Reading an excel produced spreadsheet crashes with a NegativeArraySizeException to be thrown in processString. I've done some extensive delving to try and find the cause of this problem and hopefully fix it, what it boils down to is that there's a few incorrect assumptions made in bits of SSTRecord (specifically within manufactureStrings and processContinueRecord) which fail if one has a string with extended information that doesn't fit completely in the middle of a record (i.e. one which requires continue records). I have a nasty suspicion that this is a design issue which would require re-working the parser so that instead of trying to build an incomplete string up, it'll have to assemble an 'accumulated record' before string parsing, until the whole string and its other data can be fished out (or appropriately ignored). I can if necessary provide a spreadsheet which exhibits this problem, though it's pretty large. It may well be that a simple example is enough, though: Part way through a record there's a string which has a char_count of 44. This is a wide string, so its initial byte count is 91, and it also has the extended flag set, so that the total size expands up to 26719 bytes [Which is obviously too big to fit in a single buffer]. When manufactureStrings gets to this, it realizes it's going to cross records, but the subsequent 'partial string' logic completely fails to take into account both the additional length field BEFORE the string, and that some of the final size might not actually be part of the character data, so it ends up vastly overestimating how many characters the string would be. I can't see any way of fixing this without re-writing the continuation handling as described above (and that's a little too major of a change for me to attack at this moment, especially since I only downloaded HSSF yesterday! 8-))
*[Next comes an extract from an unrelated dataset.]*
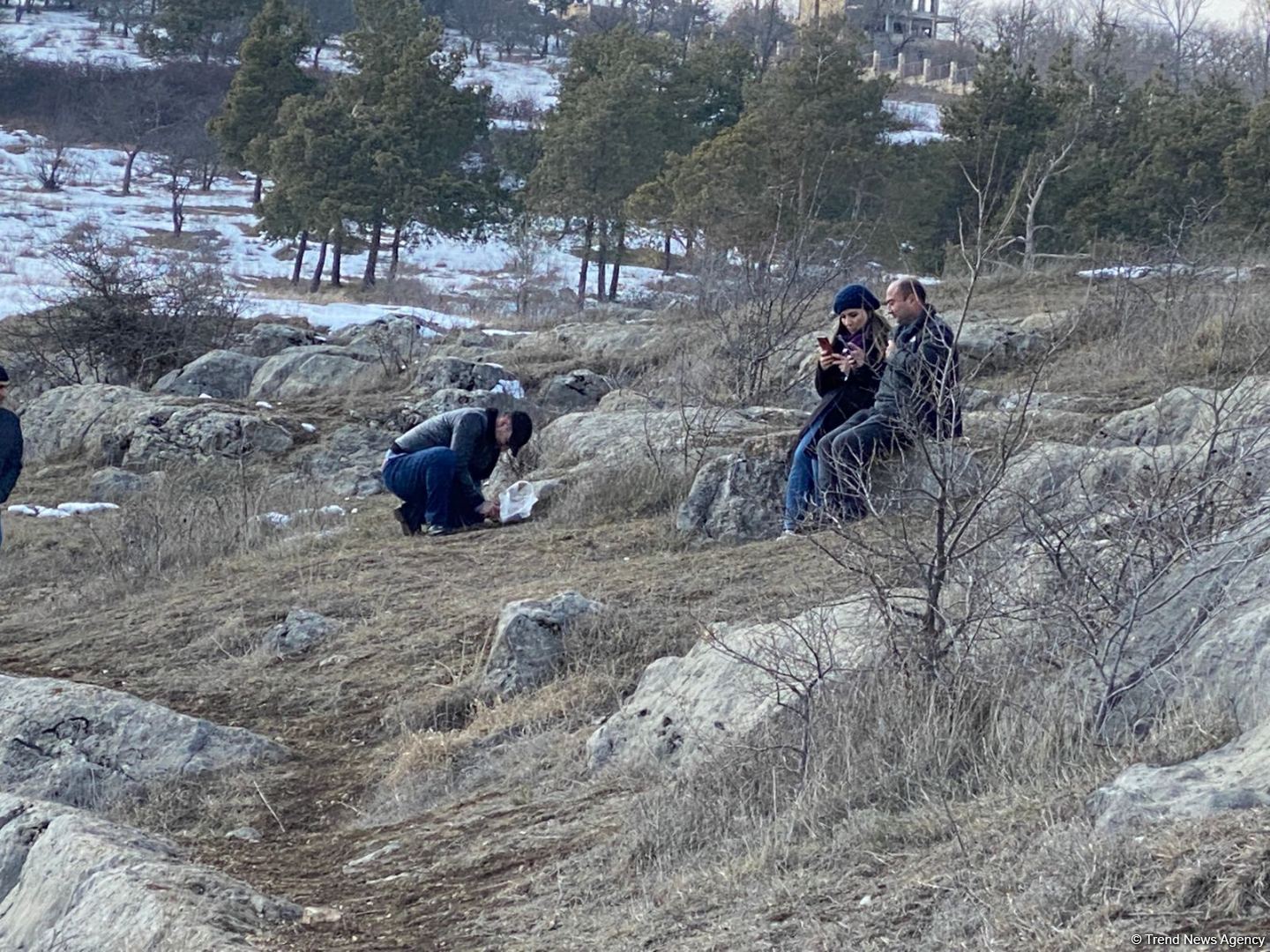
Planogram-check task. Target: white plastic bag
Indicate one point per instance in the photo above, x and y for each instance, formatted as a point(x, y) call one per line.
point(517, 502)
great detective work. Yes this is a known problem. It means that SSTRecord is going to become even MORE complicated and painful than it already is. Glen is working on refactoring this I believe and Marc mentioned an interest in correcting the problem. *** This bug has been marked as a duplicate of 7655 ***
Oooh, yes nice job. As Andy suggested I'm looking at this area right now (although for another reason), I'll take this one. SST is a meaty little bastard. Do you have a testcase or spreadsheet that's causing this problem? That would be a big help.